その上昇させた両手を、スッと伸ばしていって、それから、勇気を出して、羽田さんの両肩へとくっつけていく。

彼女の柔らかい両肩をフニュ、とつまんだ。

わたしの両手を彼女の柔らかな両肩に触れさせ続けた。

スキンシップ絶賛発動中。

不毛なプリキュア声優談義が引き続きノイズだ。

アホな2年男子コンビはわたしのスキンシップ行為に気づけていない。

新米幹事長の羽田愛さんだけが、顔面を赤くしている。

ミナさん……どうして

「なにも言わなくていいんだよ。愛さん。」

「えっ、ええっ、いまわたしを、下の名前で」

「うん。呼んだよ、愛さん。」

 

× × ×

 

『愛さん』は帰った。

アホな2年男子コンビも退室した。

入れ替わりに入室してきたのは、うだつの上がらない4年男子たる郡司くんと松浦くん。

文字数の都合で詳細は省くが、松浦くんがマヌケなことを言ったので即座に咎め、連帯責任で郡司くんとふたり合わせてお説教のシャワーを浴びせた。

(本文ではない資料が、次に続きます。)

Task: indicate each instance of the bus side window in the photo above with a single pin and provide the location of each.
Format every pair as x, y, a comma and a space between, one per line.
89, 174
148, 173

お説教のシャワーを浴びたせいで風邪でもひいたのか、「飯(メシ)に行ってくる!」とひとたまりもないご様子の松浦くんがサークル部屋を抜け出す。

したがって、郡司くんとわたしだけが取り残された。

 

「ねえ郡司くん。郡司くんは旧・副幹事長で、わたしは旧・幹事長だよねえ」

「それがどーかしたのか」

「事実でしょ」

「事実を言ったからなんなのか」

「アホバカ」

「おおいコラッ!?」

「決めた。退室時刻を15分前倒しにして、いま部屋を出る」

「え、おれ1人になるんか」

「ううん??」

首をブンブンと横に振って、

「郡司くんも出るんだよ」

「マジか」

「劇的にマジ」

「……」

 

× × ×

 

秋の夕暮れ。

せつない。

 

帰り路(みち)。

『明日は文化の日だよね。文化の日がなんで11月3日か、郡司くん知ってる?』と尋ねたら、1秒後に『知らん』と言われた。だからカバンで右脇腹を叩いてあげた。

 

「暴力反対なんだが」

やれやれ、といった様子の郡司くん。

「わたしも暴力反対派」

「矛盾だらけな!?」

彼に構わず、

「暴力反対だけど、スキンシップは賛成かな」

「はぁ!?」

「あのねわたし、さっき、部屋に郡司くんがまだ来てないとき、羽田さんの両肩を掴んじゃったの。抱きつくような勢いだった。さすがにハグまでは行かなかったけど」

「すごいことやるな……」

郡司くんを、軽く鼻で笑ってあげる。

「引き継ぎだったから。……郡司くんだってワッキーに引き継ぎはしたんでしょ?」

首肯(しゅこう)の彼に、

「よくできましたシールがあいにく無いんだなー、これが」

と回りくどく言って、それから、

「これでわたしたち、晴れて無職」

と、大笑いで言ってみる。

「すぐに無職じゃなくなるだろが。互いに内定、出てんだから」

「そだね」

軽く応えて、

「わたしのほうが年収高いのは、確定」

と未確定なことをわざと言う。

それから。

それからそれから。

 

「ねぇ……今だけ、今のほんの数十秒間だけ、クラスメイトだった時代(とき)に戻ってあげる。クラスメイトだった、高校時代に……」

 

と、甘く言い、甘く言ったあとすぐに、自分の左手で郡司くんの右手をちょこん、と握ってあげる。

「高輪!? どういう気で……」

「郡司くんはホントにホントにデキの悪い高校時代のクラスメイトだねぇ」

「ぬぬなっ」

「ひとことで言ってあげるよ!」

 

郡司くんと。

そして、秋の黄昏(たそが)れた空に、向かって。

 

忘れたく、ないのっ!!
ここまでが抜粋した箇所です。